Wing Genealogist
01-05-2017, 11:45 AM
I received permission from Thomas Krahn to cross post his message on this forum:

I'm not sure if anyone noticed DebbieK's post on Facebook mid December.
(This was the time when everybody was running after coupon codes like blind chicken)

She mentioned a nice DIY genome sequencing project by Cleve G. Brown who is actually the CTO from Nanopore.

Here are some links:
I have actually downloaded the FastQ files and mapped them to the hg19 reference. We all know about the error rate issues of Nanopore reads (an error every fifth base or so), however with the huge amount of Data Clive produced, I was surprised to get quite usable results. Here is the Y chromosome BAM file I separated out:


It's quite easy to trace down the Y-haplogroup to
R1b-U106 > Z18 > Z237 > S4031 > S2307 > CTS5533 > S4034 > S3201/S6986
He is negative for the downstream SNP S6979 and interestingly also for S6980 which kicks this node one notch deeper in the phylogeny.
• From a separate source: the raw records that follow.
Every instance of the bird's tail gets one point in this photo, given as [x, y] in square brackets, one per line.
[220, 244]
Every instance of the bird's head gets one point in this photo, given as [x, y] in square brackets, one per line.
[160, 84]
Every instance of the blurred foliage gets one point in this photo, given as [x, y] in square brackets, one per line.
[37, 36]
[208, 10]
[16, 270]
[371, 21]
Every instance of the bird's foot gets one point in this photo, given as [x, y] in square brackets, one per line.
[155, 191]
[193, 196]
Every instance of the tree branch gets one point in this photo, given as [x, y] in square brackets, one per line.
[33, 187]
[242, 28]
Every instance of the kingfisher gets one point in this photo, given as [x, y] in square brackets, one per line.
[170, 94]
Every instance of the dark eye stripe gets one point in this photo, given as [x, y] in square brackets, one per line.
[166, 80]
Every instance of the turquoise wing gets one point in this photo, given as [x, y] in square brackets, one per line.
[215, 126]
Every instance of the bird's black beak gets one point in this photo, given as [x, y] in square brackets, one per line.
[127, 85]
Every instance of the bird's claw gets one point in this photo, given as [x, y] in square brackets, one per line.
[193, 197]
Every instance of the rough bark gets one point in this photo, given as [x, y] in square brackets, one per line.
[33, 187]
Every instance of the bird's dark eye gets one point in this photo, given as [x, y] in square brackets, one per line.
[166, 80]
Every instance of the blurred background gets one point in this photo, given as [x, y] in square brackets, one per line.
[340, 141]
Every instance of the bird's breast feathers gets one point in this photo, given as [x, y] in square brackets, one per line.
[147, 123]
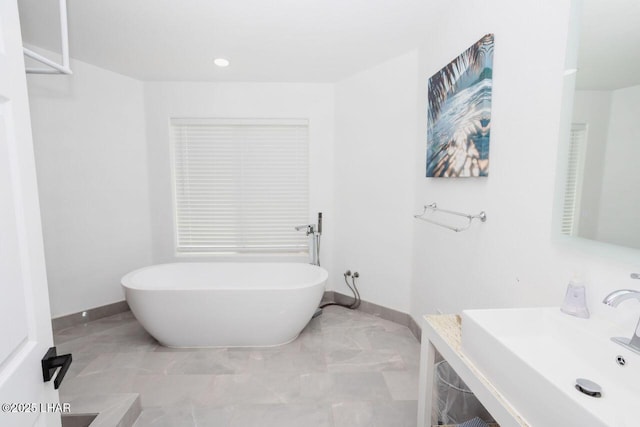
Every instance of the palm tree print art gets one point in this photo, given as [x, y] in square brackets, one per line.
[459, 114]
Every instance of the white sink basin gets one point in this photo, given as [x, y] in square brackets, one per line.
[534, 356]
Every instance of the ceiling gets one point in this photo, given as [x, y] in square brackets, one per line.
[276, 40]
[609, 52]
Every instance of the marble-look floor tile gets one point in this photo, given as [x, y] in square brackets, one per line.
[364, 361]
[403, 385]
[339, 387]
[253, 389]
[346, 368]
[283, 415]
[375, 414]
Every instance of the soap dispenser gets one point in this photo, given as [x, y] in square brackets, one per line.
[575, 300]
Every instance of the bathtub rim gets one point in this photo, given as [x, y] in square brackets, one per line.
[126, 280]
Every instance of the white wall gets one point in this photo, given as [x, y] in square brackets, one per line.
[593, 108]
[375, 137]
[90, 147]
[259, 100]
[620, 204]
[514, 259]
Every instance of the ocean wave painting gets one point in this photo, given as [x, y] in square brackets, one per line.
[459, 114]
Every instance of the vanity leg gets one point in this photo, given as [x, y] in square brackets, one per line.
[425, 383]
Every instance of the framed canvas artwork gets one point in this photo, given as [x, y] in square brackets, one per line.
[459, 114]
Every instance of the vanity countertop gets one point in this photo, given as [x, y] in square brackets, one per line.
[444, 331]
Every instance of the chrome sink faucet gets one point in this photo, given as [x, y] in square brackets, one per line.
[615, 298]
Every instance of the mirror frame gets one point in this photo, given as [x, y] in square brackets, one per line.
[618, 253]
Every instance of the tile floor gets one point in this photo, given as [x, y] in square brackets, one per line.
[346, 368]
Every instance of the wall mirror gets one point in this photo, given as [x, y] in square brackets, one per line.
[601, 189]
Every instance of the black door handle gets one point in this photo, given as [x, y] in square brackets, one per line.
[51, 361]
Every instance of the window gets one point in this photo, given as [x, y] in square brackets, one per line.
[573, 184]
[240, 185]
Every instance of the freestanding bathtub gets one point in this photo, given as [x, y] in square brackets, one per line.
[225, 304]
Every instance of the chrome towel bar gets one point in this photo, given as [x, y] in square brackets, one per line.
[433, 207]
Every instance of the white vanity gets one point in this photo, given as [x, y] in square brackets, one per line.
[523, 365]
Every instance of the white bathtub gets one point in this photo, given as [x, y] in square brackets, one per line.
[225, 304]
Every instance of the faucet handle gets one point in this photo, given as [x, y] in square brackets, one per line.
[309, 228]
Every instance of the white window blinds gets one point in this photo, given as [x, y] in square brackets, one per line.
[573, 184]
[240, 185]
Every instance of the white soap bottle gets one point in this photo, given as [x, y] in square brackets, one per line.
[575, 300]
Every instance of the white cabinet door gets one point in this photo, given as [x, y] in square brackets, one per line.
[25, 324]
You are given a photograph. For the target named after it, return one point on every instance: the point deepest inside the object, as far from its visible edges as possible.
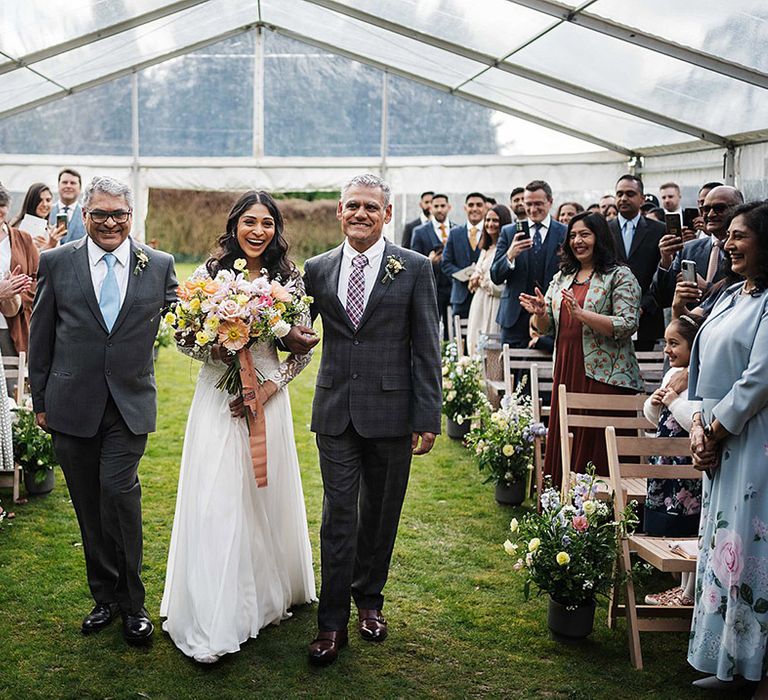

This can be all done through visual inspection of the BAM file. However I have a hard time to use common SNP callers (like bcftools call, freebayes) on this error prone reads. For sure we want to exclude INDELS from the gappy read alignment because it doesn't make sense to interpret anything with them. But still the SNP calls are either too noisy or there is not enough coverage for automated SNP calling.

I strongly suggest to to contact Cleve Brown and invite him to this group. A contact to the CTO of Nanopore should be a benefit for both sides.

Thomas mentions needing to go in (by hand) due to the large number if mis-reads. It may be possible to automate the process to allow reads from this technology to use the common SNP callers Thomas mentions.